Last week, I taught a three-day workshop at the Art Academy in Hilton Head Island, South Carolina, and I found it inspiring. Hilton Head is special to me. We have owned timeshares there for years and travel to the island once or twice every year.

"Island Club Tennis Courts" ©Mary Montague Sikes
It's amazing how much Hilton Head has changed since we first visited in 1980. At that time, there was one grocery store and not much else. We fell in love with the tennis at Island Club and still believe it's the best place for playing with friends. There are many tennis activities, but fewer these days as interest in the sport has appeared to dwindle everywhere. We loved the Dennis Van Der Meer Tennis University from the first day we found out about it and took many workshops at the facility. We played with both Dennis and his wife Pat. It was part of the island adventure.

I also fell in love with the art galleries and found my first representation with Red Piano Gallery. The little house in the trees was enchanting, especially with the red piano displayed prominently in the windows of one large gallery room. After ownership there changed hands, I discovered Pink House Gallery which sold my pastel paintings. Later, Wexford Gallery came along and represented and sold my large acrylic works. I was thrilled and excited. Some of my work went into million dollar homes located on the island. Then, spaces and people moved, 9-11 happened, and everything changed in my art world. I also became an author, devoting more time to writing and promoting my books. Ironically, my first book signing for my first book was scheduled for 9/11/2001. Of course, that signing was cancelled. The timing for both my careers was wrong.

Perhaps that is why teaching artists' workshops on Hilton Head Island is so special to me. I feel a connection to the
"Giving a Demo at the Art Academy"
island and to the people who find it a special place to live or to visit. This year, my workshop was called, "Painting with Texture and Color". I've discovered that building texture with thick gesso works as well as using the heavy-bodied gel mediums. The students did a beautiful job creating with texture that way. We also worked with the glorious Robert Doak watercolors that become magic when used on Yupo.

It was a beautiful week with perfect weather. I wish we could have stayed longer.

Tuesday, August 30, 2016

Our Star-Lit World Can Hurt, Gene Wilder Gone

Rest in peace, 2016 stars departed. ©Mary Montague Sikes
Last night right before my Circuit Training Class, I was touched by the pain of another class member when she learned of the death of Gene Wilder. He was part of my childhood, she pointed out, on the verge of tears. She remembered his part in Willy Wonka and the Chocolate Factory. Sadness was evident on her face every time I looked at her.

This morning, I saw a Facebook post from one of our daughters who is very angry with 2016 and so many losses. When I asked her why she was so sad, she said, "Gene Wilder died."

There have been many celebrity losses this year. Prince and Muhammad Ali were bigger than life characters. Patty Duke, Harper Lee--the list goes on and on.

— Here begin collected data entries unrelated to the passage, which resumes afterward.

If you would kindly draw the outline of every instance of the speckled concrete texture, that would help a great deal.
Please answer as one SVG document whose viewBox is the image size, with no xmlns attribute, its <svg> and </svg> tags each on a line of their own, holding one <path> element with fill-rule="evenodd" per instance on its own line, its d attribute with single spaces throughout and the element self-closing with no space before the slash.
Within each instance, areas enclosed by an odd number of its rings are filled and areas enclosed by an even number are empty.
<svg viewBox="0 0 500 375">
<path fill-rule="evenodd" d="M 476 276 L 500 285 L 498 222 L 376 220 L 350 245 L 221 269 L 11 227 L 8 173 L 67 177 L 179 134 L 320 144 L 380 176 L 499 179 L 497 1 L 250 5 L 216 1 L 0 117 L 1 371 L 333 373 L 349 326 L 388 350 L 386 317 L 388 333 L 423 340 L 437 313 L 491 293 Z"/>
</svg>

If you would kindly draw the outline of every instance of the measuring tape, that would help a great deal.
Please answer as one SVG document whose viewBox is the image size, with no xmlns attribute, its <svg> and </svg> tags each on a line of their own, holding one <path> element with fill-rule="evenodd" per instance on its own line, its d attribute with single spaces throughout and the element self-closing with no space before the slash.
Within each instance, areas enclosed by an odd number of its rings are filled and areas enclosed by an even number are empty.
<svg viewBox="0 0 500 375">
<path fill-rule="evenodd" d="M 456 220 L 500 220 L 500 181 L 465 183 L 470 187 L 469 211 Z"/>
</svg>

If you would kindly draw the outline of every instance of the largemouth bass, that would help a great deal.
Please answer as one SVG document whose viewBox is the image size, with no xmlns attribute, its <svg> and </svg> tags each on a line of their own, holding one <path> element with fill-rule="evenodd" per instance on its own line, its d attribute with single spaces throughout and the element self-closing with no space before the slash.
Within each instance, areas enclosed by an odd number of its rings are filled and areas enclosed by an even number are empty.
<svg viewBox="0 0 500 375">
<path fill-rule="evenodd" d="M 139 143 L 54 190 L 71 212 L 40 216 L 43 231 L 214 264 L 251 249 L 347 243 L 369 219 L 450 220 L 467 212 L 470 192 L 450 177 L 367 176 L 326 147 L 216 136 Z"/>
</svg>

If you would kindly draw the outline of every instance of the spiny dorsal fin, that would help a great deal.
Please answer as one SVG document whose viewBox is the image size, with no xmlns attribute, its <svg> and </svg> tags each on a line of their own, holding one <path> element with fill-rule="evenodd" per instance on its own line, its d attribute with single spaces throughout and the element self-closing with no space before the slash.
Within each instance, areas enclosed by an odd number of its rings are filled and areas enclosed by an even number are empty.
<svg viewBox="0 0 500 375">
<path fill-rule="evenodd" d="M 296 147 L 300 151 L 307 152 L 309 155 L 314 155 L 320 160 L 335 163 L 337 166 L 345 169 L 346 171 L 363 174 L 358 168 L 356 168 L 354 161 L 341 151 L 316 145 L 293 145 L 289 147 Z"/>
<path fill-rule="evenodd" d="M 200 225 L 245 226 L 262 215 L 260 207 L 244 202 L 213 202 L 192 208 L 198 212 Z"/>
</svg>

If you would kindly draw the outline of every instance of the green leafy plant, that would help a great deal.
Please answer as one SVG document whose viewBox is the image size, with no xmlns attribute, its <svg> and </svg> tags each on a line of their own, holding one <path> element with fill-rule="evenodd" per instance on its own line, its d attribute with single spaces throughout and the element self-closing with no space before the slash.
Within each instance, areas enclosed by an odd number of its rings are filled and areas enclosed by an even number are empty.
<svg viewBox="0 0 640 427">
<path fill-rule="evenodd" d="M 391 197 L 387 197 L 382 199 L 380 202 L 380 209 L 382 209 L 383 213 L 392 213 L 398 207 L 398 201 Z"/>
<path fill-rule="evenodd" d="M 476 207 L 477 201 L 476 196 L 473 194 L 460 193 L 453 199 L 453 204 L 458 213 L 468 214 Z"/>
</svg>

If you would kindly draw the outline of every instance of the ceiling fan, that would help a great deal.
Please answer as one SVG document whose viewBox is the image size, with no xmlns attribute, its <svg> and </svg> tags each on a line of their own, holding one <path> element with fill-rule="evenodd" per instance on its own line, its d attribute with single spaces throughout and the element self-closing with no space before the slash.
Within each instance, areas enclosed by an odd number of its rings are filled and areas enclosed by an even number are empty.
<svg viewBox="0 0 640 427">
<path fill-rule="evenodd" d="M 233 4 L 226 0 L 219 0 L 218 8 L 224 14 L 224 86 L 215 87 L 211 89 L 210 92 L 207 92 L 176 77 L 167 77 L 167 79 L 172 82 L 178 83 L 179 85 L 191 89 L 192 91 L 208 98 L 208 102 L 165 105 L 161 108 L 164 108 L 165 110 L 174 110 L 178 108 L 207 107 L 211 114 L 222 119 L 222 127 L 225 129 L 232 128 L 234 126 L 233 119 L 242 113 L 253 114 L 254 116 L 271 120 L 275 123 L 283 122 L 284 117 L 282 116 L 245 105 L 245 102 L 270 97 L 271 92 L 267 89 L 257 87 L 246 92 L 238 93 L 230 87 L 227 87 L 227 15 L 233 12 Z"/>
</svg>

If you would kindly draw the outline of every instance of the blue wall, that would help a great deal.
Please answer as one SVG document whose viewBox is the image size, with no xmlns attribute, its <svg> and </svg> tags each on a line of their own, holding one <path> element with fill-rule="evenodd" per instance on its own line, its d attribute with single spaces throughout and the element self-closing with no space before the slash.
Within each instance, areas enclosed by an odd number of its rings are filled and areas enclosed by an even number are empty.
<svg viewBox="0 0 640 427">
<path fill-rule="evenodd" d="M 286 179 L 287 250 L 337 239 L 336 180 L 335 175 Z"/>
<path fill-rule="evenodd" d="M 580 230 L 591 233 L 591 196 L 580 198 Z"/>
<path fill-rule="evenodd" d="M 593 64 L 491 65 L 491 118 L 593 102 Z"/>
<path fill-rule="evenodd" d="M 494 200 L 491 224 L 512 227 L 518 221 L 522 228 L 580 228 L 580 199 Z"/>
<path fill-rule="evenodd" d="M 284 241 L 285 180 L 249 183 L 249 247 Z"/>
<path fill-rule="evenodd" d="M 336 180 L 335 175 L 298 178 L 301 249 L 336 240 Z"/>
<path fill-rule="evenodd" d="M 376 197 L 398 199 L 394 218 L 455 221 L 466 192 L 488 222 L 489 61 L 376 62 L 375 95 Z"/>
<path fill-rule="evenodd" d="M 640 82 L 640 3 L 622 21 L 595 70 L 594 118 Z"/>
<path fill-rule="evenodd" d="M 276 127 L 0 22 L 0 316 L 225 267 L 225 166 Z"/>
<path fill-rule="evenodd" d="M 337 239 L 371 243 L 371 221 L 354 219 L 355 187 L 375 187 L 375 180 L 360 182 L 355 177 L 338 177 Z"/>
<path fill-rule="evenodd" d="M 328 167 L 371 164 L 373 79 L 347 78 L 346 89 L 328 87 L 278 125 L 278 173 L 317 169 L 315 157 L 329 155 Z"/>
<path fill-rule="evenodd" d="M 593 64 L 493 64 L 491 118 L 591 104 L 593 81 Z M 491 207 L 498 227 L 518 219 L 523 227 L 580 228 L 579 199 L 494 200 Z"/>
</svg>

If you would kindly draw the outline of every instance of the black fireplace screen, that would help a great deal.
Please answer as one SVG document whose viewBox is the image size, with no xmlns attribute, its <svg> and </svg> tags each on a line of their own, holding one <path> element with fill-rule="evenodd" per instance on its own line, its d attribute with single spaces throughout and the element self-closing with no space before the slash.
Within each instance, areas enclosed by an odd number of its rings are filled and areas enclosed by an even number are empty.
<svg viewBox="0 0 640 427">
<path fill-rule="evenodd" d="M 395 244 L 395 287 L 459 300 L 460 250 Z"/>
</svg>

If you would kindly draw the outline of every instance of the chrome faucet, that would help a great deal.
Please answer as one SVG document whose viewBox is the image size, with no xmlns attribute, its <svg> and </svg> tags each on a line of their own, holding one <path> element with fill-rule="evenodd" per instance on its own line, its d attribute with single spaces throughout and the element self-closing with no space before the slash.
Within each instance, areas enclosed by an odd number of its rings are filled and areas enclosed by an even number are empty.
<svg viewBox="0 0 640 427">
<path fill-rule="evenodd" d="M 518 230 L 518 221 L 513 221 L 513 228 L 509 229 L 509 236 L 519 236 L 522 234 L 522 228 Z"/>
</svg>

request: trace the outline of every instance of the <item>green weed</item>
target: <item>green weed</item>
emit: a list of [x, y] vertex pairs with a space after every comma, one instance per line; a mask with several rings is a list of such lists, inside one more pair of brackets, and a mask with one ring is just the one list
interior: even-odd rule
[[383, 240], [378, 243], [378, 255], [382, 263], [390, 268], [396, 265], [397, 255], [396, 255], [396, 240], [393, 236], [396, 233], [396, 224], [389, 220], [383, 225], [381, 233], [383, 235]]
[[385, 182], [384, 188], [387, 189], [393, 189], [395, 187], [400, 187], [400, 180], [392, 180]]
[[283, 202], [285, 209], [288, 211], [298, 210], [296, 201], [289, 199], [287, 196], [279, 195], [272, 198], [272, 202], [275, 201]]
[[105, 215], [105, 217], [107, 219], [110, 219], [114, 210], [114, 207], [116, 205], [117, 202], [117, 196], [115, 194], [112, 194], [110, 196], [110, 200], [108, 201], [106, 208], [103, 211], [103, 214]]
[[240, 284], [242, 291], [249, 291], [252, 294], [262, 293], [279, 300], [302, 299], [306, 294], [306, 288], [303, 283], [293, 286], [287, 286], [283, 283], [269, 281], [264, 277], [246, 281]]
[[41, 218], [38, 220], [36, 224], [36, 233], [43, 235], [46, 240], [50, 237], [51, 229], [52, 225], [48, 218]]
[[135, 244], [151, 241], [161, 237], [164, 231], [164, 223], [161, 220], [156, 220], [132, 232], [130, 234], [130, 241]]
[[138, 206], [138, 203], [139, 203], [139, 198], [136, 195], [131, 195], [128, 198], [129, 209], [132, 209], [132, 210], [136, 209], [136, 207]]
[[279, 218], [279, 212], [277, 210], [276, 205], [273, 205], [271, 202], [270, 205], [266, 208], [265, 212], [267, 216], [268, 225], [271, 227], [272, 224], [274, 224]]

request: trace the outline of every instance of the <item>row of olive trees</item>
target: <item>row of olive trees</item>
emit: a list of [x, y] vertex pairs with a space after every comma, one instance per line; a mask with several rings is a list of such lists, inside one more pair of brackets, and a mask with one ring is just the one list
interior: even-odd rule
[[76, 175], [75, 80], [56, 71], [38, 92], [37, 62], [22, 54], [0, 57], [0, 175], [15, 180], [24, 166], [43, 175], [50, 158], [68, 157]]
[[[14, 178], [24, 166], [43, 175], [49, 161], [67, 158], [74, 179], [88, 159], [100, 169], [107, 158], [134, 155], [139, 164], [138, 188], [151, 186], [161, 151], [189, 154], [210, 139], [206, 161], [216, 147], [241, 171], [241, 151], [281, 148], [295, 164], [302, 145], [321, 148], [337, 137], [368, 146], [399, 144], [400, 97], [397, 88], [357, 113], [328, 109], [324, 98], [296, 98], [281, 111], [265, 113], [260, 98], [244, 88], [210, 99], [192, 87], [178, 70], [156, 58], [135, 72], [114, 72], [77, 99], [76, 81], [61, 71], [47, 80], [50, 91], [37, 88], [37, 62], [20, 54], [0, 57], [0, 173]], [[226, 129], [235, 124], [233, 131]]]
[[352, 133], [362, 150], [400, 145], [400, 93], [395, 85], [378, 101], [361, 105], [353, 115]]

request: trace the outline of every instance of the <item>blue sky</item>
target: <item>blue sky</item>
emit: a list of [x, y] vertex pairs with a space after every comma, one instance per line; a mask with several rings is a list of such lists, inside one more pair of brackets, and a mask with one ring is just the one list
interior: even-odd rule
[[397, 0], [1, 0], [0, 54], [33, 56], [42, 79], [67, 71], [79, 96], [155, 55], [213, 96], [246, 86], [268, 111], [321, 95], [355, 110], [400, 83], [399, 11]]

I thought about these children, now adults, who have lived all their lives in the midst of Hollywood, sports, and other glitz and glamour figures. These celebrity icons perhaps mean more to our children than celebrity meant to those children who grew up with men fighting terrible battles during World War II. Electronics helped change everything. The entire 20th Century was a time of change. Gene Wilder was part of that.

It was fascinating to read that it was after his discharge from the Army and his award with a spot at the Actor's Studio that he took the name Gene Wilder. Gene was from the protagonist of Thomas Wolfe's Look Homeward Angel, Eugene Gant; Wilder came from the playwright, Thornton Wilder.

He had several marriages, including one in 1984 to Gilda Radner who died of ovarian cancer in 1989. In her memory, he helped found "Gilda's Club", a network of support centers for people with cancer.

The availability of so much celebrity information makes them live in our hearts. They become a part of our lives and live on forever in television reruns.

Our star-lit world can bring much hurt. Rest in peace, 2016 stars departed.